Return Value of Function 1(エピローグ) ピース

8-01

 そうしてあたしたちは地球に戻った。閉ざされた巨大な殻の中に。


 いつもの日々は、変わらず始まる。翌朝、ゆきのは日課どおりひとり早起きして、全員の朝食と弁当を作った。彼女が「朝ですよー」とおたまでフライパンを叩き鳴らすのを目覚ましにして、他の三人は伸びなどしながらどやどやとリビングへ起き出した。朝食を食べ、シャワーを浴び、歯磨きをして、トイレをすませ、さおりは薄く化粧などして、めぐみは胸に名札をつけ、ゆきのはメガネを拭いて、午前八時二〇分にどやどやと学校へ会社へと出て行った。


 三人を送り出して、あたしはまた暇になった。今度はほんとうに、世間一般の時間に追われる方々には申し訳ないことこの上ないが、ほんっとうに何もすることがなくヒマになった。シトリンを探すとか、クリスタルを倒すとかいう使命も指令もなく、ヴァインがまだ直っていないからぶらぶら町乗りというわけにもいかない。しかたなく花まるマーケットを最後まで見て、NHKの大リーグ中継を最後まで見て、笑っていいともとごきげんようを最後まで見たが、さすがに黒柳徹子の厚化粧を正常な神経で見られるほどあたしは老いていない。


 チャンネルをフライングローズへの直通回線に切り替えて、サンフラワーを呼び出した。


 「ヒマ。暇」


 サンフラワーはあきれ顔であたしを見た。


 「昨日の今日ですよ。あなたはことさらダメージが大きいんですから、ゆっくり休んだらいかがですか」


 「ダメージったって脳みそが疲れてるだけだろ。なんかやってた方がリフレッシュになる」


 「それでも寝るのが一番楽だと思いますけどね」


 「学校とか行ってるあいつらに悪い。すること、ないか」


 「ないです。僕にはあるんです、いろいろ今回の後始末で忙しいんです」サンフラワーは突っぱねるように言った。「できるのは散歩くらいじゃないですか」


 散歩……ね。


 コンビニ行って、立ち読みでもするか。


 あたしはいつもの革ジャンを引っかけてマンションを出た。出たとたんに風が一陣吹きつけてきた。……暑っ!


 アスファルトの熱も含んでいたろうが、四月中旬とは思えない陽気だった。地球温暖化? まさか。地球が滅びるのはそんな理由じゃない、あたしだってそう思う。なんにせよ革ジャンを着てきたのは失敗だった。

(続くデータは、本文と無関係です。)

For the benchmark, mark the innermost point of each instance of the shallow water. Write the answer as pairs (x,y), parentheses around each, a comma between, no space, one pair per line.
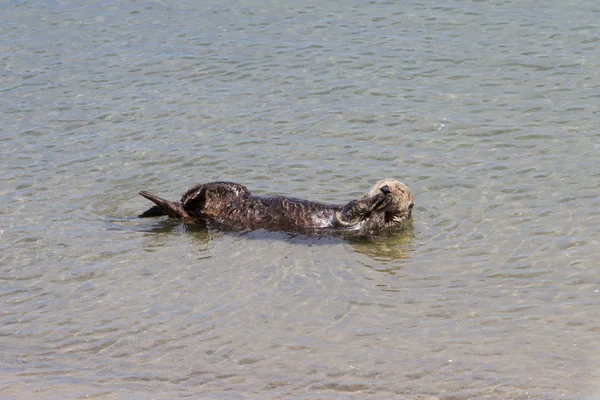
(488,111)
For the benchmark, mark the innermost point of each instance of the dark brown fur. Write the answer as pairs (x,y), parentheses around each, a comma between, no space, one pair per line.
(231,206)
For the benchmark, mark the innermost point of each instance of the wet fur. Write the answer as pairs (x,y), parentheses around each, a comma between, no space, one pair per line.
(231,206)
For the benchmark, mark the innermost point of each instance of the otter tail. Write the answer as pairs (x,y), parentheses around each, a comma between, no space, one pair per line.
(163,207)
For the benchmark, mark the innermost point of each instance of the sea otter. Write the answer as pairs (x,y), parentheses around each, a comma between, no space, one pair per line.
(231,206)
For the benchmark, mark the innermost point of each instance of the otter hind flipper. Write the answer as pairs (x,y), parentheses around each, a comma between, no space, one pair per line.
(163,207)
(155,211)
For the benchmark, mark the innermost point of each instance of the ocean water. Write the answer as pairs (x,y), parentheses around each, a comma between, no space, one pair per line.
(488,110)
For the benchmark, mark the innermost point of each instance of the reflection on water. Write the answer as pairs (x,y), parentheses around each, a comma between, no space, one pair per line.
(487,110)
(383,248)
(387,248)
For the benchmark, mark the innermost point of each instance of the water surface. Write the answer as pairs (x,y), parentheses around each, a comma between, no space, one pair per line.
(487,110)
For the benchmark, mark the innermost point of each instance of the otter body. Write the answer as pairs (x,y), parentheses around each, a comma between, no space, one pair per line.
(231,206)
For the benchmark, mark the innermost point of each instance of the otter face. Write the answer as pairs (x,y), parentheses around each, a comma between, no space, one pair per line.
(399,209)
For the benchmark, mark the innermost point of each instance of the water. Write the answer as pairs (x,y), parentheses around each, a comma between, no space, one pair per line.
(487,110)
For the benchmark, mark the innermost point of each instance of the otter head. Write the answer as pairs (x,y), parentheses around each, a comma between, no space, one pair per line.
(399,209)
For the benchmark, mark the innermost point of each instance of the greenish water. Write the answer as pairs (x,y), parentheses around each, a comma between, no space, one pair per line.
(487,110)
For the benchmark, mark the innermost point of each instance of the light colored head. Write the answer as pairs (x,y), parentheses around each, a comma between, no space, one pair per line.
(400,208)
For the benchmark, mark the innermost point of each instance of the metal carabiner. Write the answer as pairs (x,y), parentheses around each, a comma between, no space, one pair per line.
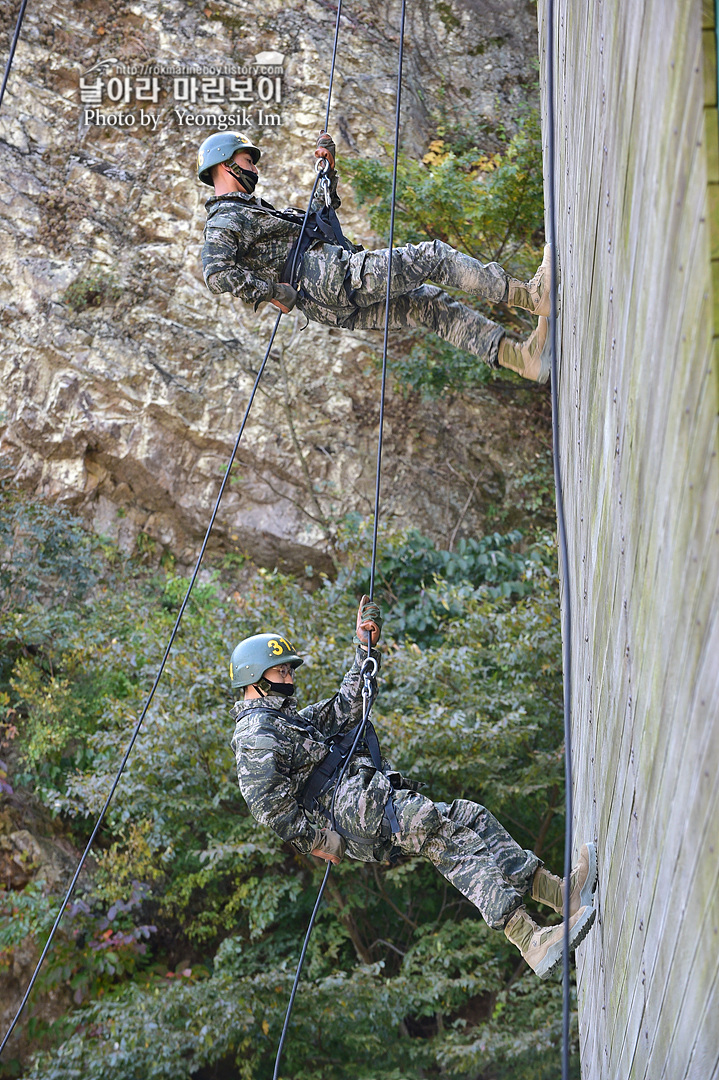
(322,166)
(369,667)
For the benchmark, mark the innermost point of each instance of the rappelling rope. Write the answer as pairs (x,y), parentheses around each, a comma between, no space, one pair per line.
(369,665)
(173,635)
(564,551)
(12,49)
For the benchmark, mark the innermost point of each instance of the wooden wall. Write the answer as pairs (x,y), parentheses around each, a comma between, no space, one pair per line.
(638,243)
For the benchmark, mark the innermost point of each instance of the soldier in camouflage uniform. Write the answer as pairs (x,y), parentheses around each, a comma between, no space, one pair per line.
(247,243)
(277,748)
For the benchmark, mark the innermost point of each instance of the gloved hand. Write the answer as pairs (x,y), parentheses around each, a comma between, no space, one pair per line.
(368,619)
(284,296)
(326,148)
(328,845)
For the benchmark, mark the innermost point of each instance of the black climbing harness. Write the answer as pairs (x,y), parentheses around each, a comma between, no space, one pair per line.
(319,227)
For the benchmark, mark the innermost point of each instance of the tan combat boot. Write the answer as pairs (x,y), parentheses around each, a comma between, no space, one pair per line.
(543,947)
(528,359)
(548,889)
(534,295)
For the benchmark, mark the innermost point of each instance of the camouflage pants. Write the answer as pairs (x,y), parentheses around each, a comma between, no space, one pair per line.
(343,288)
(462,839)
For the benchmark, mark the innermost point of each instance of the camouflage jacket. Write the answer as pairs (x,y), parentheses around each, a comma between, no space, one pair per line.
(246,244)
(275,755)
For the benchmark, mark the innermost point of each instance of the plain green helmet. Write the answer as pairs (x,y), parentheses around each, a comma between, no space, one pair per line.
(255,655)
(220,147)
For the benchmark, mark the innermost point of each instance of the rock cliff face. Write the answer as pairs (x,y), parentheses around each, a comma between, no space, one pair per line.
(123,380)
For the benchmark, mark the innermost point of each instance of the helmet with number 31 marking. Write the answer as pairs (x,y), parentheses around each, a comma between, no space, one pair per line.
(256,655)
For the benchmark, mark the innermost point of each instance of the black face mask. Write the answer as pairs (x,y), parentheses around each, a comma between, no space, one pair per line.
(247,179)
(285,689)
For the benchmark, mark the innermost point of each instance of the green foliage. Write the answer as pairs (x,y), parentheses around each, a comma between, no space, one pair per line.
(423,586)
(401,969)
(489,205)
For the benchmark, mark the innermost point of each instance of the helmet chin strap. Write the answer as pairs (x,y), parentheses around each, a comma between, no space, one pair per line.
(247,179)
(266,686)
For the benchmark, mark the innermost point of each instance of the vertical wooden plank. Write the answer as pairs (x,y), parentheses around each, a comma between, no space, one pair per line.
(638,244)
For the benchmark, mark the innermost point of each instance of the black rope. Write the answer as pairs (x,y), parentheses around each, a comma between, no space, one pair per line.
(173,635)
(388,298)
(12,49)
(564,552)
(367,692)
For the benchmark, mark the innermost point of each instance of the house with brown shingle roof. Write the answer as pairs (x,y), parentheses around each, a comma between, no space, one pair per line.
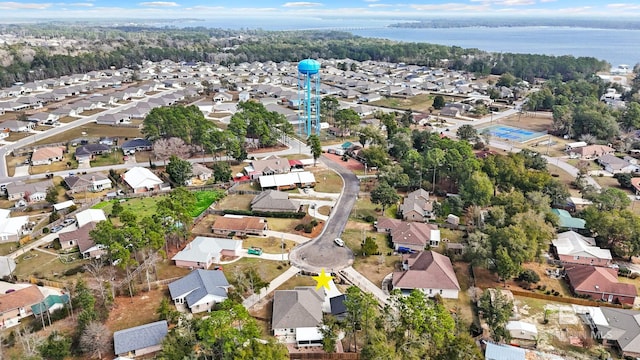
(17,304)
(239,226)
(413,235)
(47,155)
(429,272)
(600,283)
(417,206)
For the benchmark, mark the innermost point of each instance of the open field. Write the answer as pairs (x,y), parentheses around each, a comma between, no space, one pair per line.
(371,266)
(235,202)
(267,269)
(420,102)
(92,130)
(327,180)
(43,265)
(270,245)
(144,206)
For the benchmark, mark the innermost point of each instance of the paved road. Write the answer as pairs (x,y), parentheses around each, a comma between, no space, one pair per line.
(6,149)
(322,252)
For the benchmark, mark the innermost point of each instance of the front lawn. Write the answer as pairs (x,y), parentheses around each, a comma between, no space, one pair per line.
(204,199)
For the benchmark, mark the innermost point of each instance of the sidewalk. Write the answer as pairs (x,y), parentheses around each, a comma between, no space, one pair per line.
(273,285)
(365,285)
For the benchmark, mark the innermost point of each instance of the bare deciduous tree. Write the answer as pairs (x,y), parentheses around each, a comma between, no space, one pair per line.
(95,340)
(164,148)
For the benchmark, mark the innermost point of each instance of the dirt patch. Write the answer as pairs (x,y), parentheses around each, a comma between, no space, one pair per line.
(133,311)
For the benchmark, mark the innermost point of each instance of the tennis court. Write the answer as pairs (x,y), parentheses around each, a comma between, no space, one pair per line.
(512,133)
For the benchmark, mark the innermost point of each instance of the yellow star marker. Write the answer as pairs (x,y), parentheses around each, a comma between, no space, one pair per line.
(322,279)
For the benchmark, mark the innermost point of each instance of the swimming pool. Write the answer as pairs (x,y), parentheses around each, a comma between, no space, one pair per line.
(512,133)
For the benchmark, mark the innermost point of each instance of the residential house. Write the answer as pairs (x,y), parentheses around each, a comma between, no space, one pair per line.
(17,125)
(141,180)
(521,330)
(268,166)
(566,221)
(16,305)
(114,119)
(136,144)
(200,173)
(88,152)
(140,340)
(47,155)
(200,290)
(12,228)
(412,235)
(89,216)
(32,192)
(239,226)
(600,283)
(429,272)
(591,152)
(297,316)
(288,181)
(274,201)
(573,248)
(616,328)
(204,251)
(616,165)
(417,206)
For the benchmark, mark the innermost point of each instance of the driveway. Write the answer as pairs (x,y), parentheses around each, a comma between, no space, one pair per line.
(322,253)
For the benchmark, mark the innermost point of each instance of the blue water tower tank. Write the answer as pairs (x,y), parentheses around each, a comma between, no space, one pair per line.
(308,67)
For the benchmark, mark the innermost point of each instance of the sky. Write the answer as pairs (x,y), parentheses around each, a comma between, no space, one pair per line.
(274,9)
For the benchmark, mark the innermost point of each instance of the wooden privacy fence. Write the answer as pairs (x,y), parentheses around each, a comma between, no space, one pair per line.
(566,300)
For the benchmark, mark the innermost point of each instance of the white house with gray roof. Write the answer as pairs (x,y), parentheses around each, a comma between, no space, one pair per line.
(297,316)
(200,290)
(140,340)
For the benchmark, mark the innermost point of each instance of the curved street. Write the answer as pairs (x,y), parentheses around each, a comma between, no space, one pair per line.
(322,252)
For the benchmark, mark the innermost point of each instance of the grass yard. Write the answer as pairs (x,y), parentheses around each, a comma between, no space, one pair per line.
(236,202)
(15,136)
(327,181)
(43,265)
(283,225)
(114,158)
(370,266)
(270,245)
(92,130)
(204,199)
(144,206)
(267,269)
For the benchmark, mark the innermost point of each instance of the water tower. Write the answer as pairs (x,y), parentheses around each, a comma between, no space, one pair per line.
(308,96)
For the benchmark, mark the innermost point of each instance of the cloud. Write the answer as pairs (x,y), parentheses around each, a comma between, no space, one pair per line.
(19,6)
(301,4)
(159,4)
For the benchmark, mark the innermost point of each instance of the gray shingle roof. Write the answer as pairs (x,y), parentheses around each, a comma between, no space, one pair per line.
(199,283)
(139,337)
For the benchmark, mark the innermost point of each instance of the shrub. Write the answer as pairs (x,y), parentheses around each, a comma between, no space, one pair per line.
(369,218)
(529,276)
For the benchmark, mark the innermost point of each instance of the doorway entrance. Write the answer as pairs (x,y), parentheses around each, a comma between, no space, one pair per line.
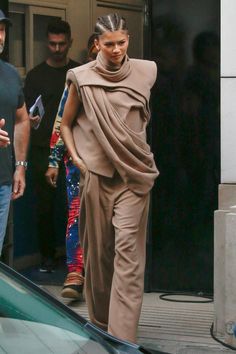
(186,143)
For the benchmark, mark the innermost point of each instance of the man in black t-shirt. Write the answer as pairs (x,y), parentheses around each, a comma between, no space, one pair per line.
(14,134)
(47,79)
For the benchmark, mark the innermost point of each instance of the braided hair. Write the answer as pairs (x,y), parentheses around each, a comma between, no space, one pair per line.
(111,23)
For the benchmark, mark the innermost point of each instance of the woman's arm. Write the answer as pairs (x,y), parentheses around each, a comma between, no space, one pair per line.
(69,114)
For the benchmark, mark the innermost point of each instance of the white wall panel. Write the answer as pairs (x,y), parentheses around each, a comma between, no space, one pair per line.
(228,130)
(228,30)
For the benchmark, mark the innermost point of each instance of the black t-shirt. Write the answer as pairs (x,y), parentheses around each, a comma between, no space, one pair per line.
(11,98)
(49,82)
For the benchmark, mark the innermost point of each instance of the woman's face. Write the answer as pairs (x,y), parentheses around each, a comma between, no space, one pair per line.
(113,46)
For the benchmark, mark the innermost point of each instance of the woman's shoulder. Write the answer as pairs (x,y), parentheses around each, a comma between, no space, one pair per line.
(145,64)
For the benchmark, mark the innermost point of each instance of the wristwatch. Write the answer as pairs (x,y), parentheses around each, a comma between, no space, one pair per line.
(21,163)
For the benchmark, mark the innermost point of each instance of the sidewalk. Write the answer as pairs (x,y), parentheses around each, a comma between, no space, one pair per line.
(173,327)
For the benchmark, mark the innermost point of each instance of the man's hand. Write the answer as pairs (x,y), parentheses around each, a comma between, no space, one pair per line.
(34,121)
(4,139)
(18,182)
(51,176)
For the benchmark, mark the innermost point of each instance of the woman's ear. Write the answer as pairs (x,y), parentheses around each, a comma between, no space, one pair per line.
(96,43)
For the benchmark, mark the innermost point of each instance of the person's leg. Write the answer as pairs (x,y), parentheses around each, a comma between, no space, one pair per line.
(5,198)
(45,202)
(130,223)
(73,286)
(97,236)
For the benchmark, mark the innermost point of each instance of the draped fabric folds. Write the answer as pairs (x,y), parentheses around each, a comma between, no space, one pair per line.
(125,148)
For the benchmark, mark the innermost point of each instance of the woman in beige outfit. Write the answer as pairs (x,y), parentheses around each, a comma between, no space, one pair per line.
(104,128)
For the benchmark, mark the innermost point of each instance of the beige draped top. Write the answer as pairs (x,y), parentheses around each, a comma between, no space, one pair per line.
(110,129)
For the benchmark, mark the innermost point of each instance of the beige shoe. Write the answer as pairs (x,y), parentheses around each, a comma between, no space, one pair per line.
(73,286)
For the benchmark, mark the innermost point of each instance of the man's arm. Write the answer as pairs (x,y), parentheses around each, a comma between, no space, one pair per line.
(4,139)
(21,142)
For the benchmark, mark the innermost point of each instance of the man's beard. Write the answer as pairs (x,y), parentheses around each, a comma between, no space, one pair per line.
(1,48)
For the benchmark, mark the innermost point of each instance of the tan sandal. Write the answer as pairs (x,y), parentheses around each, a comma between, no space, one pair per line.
(73,286)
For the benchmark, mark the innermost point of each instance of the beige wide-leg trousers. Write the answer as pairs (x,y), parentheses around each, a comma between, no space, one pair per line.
(113,222)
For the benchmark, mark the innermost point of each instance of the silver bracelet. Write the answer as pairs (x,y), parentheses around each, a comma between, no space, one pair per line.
(21,163)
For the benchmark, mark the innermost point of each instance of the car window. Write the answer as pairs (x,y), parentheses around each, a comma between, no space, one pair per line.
(30,323)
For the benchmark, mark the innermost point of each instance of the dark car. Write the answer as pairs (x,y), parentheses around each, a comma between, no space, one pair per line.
(32,321)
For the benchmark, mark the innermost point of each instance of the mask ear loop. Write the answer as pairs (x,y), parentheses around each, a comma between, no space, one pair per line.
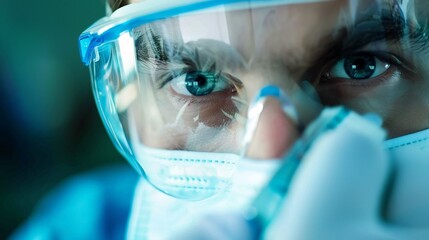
(257,106)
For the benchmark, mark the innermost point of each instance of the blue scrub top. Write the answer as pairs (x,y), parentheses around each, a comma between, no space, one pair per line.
(94,205)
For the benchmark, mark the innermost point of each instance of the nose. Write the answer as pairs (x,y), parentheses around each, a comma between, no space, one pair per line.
(275,131)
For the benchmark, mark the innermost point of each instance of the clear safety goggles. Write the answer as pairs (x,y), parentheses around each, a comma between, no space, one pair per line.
(181,76)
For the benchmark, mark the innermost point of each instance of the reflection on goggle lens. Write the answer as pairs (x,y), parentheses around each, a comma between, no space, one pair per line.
(189,81)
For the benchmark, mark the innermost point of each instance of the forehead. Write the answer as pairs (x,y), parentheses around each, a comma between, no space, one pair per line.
(296,35)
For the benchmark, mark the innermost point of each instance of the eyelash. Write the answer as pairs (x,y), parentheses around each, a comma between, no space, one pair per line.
(390,58)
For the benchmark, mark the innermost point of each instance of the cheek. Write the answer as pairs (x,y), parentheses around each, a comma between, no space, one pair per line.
(402,101)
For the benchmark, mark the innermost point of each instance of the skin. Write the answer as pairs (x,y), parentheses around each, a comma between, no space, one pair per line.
(397,93)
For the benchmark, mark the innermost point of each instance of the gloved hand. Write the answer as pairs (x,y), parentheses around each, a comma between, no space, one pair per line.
(347,187)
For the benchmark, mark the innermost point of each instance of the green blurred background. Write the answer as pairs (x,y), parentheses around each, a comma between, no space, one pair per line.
(49,126)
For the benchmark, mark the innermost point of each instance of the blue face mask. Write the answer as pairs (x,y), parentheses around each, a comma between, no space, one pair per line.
(153,210)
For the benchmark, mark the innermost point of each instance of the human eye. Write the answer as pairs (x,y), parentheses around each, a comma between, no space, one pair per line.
(200,83)
(359,66)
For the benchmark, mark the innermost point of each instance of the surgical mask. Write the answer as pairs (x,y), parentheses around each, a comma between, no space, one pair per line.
(154,211)
(411,146)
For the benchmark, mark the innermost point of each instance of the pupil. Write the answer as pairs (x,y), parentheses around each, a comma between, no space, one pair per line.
(200,80)
(200,83)
(360,66)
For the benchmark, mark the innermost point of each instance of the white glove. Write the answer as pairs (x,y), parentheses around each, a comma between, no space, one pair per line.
(345,189)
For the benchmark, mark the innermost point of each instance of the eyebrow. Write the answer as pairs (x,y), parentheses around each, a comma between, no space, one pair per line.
(375,24)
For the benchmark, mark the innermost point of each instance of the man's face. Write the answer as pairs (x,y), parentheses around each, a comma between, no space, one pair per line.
(206,68)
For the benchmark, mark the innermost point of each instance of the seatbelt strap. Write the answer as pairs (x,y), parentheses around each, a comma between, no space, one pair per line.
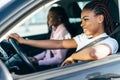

あたしはいったん地下に入り、上に着ていたものを駐車場に並んだ物置スペースに放り込んで、Tシャツとジーンズだけで街路へ出た。暑かった陽気は、それでちょうど寒くもなく暑くもなく、出る汗が風ですぅっと乾いていく、うららかな初夏の日和に変わった。


 入学式の日にめぐみやゆきのを送り出したマンション前の桜は、すっかり若葉が生い繁り、照り返しがまぶしい。こんな日に、せっかく何もなくぶらぶらできるのに、空調のあるところに入るのもばかばかしく思えた。


 コンビニの前を通り過ぎた。通ったことのない方へ、知らない場所へと、心のままに足の向くままに歩き続けていくうち、やがて今までに来たことのない小さな公園の前に出た。───桜が、満開だった。遅咲きの八重桜だ。


 誘われるように中に入り、桜の木陰のベンチに腰を下ろした。吹き抜けるさわやかな風に乗って、花びらが舞い降ってくる。井戸端会議の時間も過ぎ、学校が終わるには早い時間帯、遊具がいくつか並んでいるだけの狭い公園には、他に誰もいなかった。喧噪は遠く、とても穏やかな春の日和だった。


 ベンチの背にもたれかかっているうちに、いつの間にか眠ってしまっていた。いけない、公園のベンチでこっくり寝るなんてババァじゃあるまいし。でも、心地よかった。やはり疲れていたのだと思う。心も、体も、散りゆく桜の中で眠ることをどこかで望んでいた。


 このまま、───このまま冥土へ行きたいと望んだ坊さんがいたっけな。なんだか、わかる気がする。でもあたしは、冥土へは行けないのだ。永遠に。